[SPARK-45433][SQL] Fix CSV/JSON schema inference when timestamps do not match specified timestampFormat #43243

Hisoka-X · 2023-10-06T05:14:58Z

What changes were proposed in this pull request?

This PR fix CSV/JSON schema inference when timestamps do not match specified timestampFormat will report error.

//eg
val csv = spark.read.option("timestampFormat", "yyyy-MM-dd'T'HH:mm:ss")
  .option("inferSchema", true).csv(Seq("2884-06-24T02:45:51.138").toDS())
csv.show() 
//error
Caused by: java.time.format.DateTimeParseException: Text '2884-06-24T02:45:51.138' could not be parsed, unparsed text found at index 19

This bug only happend when partition had one row. The data type should be StringType not TimestampType because the value not match timestampFormat.

Use csv as eg, in CSVInferSchema::tryParseTimestampNTZ, first, use timestampNTZFormatter.parseWithoutTimeZoneOptional to inferring return TimestampType, if same partition had another row, it will use tryParseTimestamp to parse row with user defined timestampFormat, then found it can't be convert to timestamp with timestampFormat. Finally return StringType. But when only one row, we use timestampNTZFormatter.parseWithoutTimeZoneOptional to parse normally timestamp not right. We should only parse it when spark.sql.timestampType is TIMESTAMP_NTZ. If spark.sql.timestampType is TIMESTAMP_LTZ, we should directly parse it use tryParseTimestamp. To avoid return TimestampType when timestamps do not match specified timestampFormat.

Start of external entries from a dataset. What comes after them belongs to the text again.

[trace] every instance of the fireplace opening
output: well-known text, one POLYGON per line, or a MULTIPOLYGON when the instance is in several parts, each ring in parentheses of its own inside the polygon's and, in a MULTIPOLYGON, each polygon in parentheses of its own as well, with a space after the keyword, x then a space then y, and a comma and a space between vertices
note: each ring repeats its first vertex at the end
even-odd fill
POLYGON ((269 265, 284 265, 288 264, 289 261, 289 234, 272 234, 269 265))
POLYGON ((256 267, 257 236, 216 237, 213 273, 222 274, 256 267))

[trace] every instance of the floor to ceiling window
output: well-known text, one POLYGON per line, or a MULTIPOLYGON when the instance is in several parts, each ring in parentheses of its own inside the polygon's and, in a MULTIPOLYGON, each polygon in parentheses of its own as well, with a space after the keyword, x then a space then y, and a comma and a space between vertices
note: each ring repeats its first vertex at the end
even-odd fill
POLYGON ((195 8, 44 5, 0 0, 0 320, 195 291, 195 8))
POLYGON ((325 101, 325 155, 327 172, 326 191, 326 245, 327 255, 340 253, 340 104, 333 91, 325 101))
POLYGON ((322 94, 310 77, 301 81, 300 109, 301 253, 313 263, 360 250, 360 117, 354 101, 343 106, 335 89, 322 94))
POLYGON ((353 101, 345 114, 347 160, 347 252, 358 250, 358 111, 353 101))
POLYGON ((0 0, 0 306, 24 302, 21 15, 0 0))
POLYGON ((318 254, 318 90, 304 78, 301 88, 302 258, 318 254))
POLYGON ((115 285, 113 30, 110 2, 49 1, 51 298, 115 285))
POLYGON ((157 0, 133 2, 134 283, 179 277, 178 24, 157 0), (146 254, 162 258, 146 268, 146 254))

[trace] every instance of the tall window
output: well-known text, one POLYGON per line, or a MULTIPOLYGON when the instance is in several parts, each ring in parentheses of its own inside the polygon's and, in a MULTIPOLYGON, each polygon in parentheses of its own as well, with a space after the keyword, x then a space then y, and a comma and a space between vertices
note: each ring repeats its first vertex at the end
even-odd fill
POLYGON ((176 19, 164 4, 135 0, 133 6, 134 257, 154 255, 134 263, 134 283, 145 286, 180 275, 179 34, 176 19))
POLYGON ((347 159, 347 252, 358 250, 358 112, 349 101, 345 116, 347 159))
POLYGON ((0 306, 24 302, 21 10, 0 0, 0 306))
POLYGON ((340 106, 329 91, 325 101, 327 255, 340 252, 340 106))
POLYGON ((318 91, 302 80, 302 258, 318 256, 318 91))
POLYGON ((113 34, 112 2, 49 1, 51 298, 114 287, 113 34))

Why are the changes needed?

Fix schema inference bug.

Does this PR introduce any user-facing change?

No

How was this patch tested?

add new test.

Was this patch authored or co-authored using generative AI tooling?

No

…ot match specified timestampFormat

Hisoka-X · 2023-10-06T05:32:11Z

cc @MaxGekk @gengliangwang

Hisoka-X · 2023-10-06T08:24:29Z

This PR base on #43245

MaxGekk

This PR base on #43245

The dependency has been merged. Could you rebase this PR, please.

…one-row

Hisoka-X · 2023-10-09T12:51:37Z

This PR base on #43245

The dependency has been merged. Could you rebase this PR, please.

Done. Thanks @MaxGekk

MaxGekk · 2023-10-09T15:27:54Z

sql/catalyst/src/main/scala/org/apache/spark/sql/catalyst/csv/CSVInferSchema.scala

+    if ((SQLConf.get.legacyTimeParserPolicy == LegacyBehaviorPolicy.LEGACY ||
+        timestampType == TimestampNTZType) &&
+        timestampNTZFormatter.parseWithoutTimeZoneOptional(field, false).isDefined) {


Could you clarify this:
(legacyTimeParserPolicy = LEGACY || timestampType == TimestampLTZType)
we are trying to parse it as NTZ, and it is parsable we return TimestampLTZType?

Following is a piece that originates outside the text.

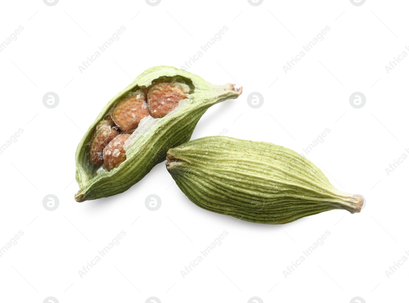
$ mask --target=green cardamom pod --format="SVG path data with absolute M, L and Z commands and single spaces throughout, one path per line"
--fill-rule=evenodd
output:
M 192 202 L 250 222 L 283 224 L 333 209 L 359 213 L 364 201 L 337 190 L 306 158 L 271 143 L 207 137 L 171 149 L 166 159 Z
M 169 148 L 190 139 L 209 107 L 241 92 L 174 67 L 145 71 L 108 102 L 79 142 L 75 200 L 128 190 L 164 160 Z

This confuses me, return TIMESTAMP LTZ when the input was parsed by a NTZ function.

also cc @gengliangwang

Because the LEGACY behavior used timestampNTZFormatter to parse timestamp. So I don't change it when use LEGACY mode. Without this, some test case like CSVLegacyTimeParserSuite.SPARK-37326: Timestamp type inference for a column with TIMESTAMP_NTZ values can't passed. https://github.com/Hisoka-X/spark/runs/17462554632

It should be (legacyTimeParserPolicy = LEGACY || timestampType == TimestampNTZType) not (legacyTimeParserPolicy = LEGACY || timestampType == TimestampLTZType) if I think correctly.

Because the LEGACY behavior used timestampNTZFormatter to parse timestamp.

I see. It is ok if the such legacy behaviour is covered by a test.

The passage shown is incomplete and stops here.